Beagles are available at breeders, breed rescues and shelters in your area--let's look at the price at each.

Beagle Price at a Breeder

There is no set price for a Beagle puppy; costs vary greatly depending on numerous factors. Generally speaking, though, you can expect to pay between $800 and $1,200 for Beagle puppies from reputable breeders. Expect to pay much more if you are looking for show-quality puppies.

The price will depend on several factors:

The color of the Beagle. AKC recognizes many Standard Beagle colors–but lists numerous non-standard colors as well. Puppies with more common colors–such as the most common Black, White and Tan or Brown, White and Tan–will be priced lower. Non-standard colors and color combinations–such as Lemon, Lemon and White, Red, Tan, Blue, Brown or Black are priced higher at some breeders just because they are more unusual.

The genetic testing that has been done on the Beagle puppy’s parents. The best Beagle breeders will have dogs that have passed health screenings and have Canine Health Information Center (CHIC) numbers. Dogs can only be granted a CHIC number by taking mandatory health screenings. (You’ll find a list of the mandatory health screenings–and the optional screenings–in the health section below.)

The location of the breeder. Breeders in large cities often charge more for their puppies due to increased demand.
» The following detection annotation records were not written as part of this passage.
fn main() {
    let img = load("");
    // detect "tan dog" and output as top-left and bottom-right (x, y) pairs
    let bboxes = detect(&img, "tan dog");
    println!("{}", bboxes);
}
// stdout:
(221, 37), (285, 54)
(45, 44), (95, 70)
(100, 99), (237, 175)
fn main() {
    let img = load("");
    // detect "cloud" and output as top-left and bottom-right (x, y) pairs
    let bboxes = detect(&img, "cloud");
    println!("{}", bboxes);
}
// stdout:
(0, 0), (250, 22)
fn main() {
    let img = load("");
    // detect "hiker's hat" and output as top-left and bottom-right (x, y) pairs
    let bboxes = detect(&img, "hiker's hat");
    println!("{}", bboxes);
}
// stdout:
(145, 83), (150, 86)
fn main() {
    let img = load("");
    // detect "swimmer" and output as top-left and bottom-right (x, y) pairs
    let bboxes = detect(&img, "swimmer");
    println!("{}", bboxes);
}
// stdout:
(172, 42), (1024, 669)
The pedigree of the parents. Show Beagles that have participated in sanctioned competitions have more expensive litters than Beagles without titles.

The age of the dog. Beagle puppies, like all other breeds, are definitely more expensive than adult dogs.
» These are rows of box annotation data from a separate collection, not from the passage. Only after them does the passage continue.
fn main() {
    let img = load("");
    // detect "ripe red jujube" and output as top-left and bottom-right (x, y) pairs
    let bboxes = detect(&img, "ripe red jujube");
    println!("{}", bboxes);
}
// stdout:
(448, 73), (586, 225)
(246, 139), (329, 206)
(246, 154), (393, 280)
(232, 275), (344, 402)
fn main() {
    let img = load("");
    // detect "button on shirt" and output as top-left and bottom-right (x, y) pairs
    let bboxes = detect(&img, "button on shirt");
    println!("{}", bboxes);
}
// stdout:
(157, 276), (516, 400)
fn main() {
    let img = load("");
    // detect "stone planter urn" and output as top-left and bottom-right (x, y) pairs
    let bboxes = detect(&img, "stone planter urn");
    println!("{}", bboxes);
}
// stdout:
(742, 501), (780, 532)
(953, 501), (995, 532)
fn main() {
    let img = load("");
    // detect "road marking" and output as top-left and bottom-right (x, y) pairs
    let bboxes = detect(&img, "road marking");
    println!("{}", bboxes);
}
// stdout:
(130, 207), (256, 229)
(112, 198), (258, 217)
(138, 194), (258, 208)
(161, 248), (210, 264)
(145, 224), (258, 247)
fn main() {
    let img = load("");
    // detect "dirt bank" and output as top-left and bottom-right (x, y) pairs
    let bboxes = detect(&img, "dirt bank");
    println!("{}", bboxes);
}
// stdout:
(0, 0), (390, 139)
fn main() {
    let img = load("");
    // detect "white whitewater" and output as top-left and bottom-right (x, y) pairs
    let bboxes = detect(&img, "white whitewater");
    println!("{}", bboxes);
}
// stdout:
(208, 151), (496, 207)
Whether the Beagle puppy for sale is a show quality dog or a pet quality dog. Most breeders will require that pet quality dogs be spayed/neutered at the appropriate age. Show quality puppies with a future in competitive dog shows and breeding are more expensive.

When adopting from a breeder, it’s especially important to make sure you are adopting from a reputable breeder—not a backyard breeder and not an online seller. Below we’ll look at how you can be sure you are talking with a responsible Beagle breeder.

Related Post: 100s of Names for Beagles

What’s the price of a Pocket Beagle?

Well, first let’s look at what is a Pocket Beagle? As you might guess from the name, a Pocket Beagle is an extra-small dog, one approximately half the size of a regular Beagle. Weighing less than 15 pounds, they stand only 7-12 inches tall. Pocket Beagles are generally as much or more expensive than Beagles, with many priced in the $1000-$2000 range.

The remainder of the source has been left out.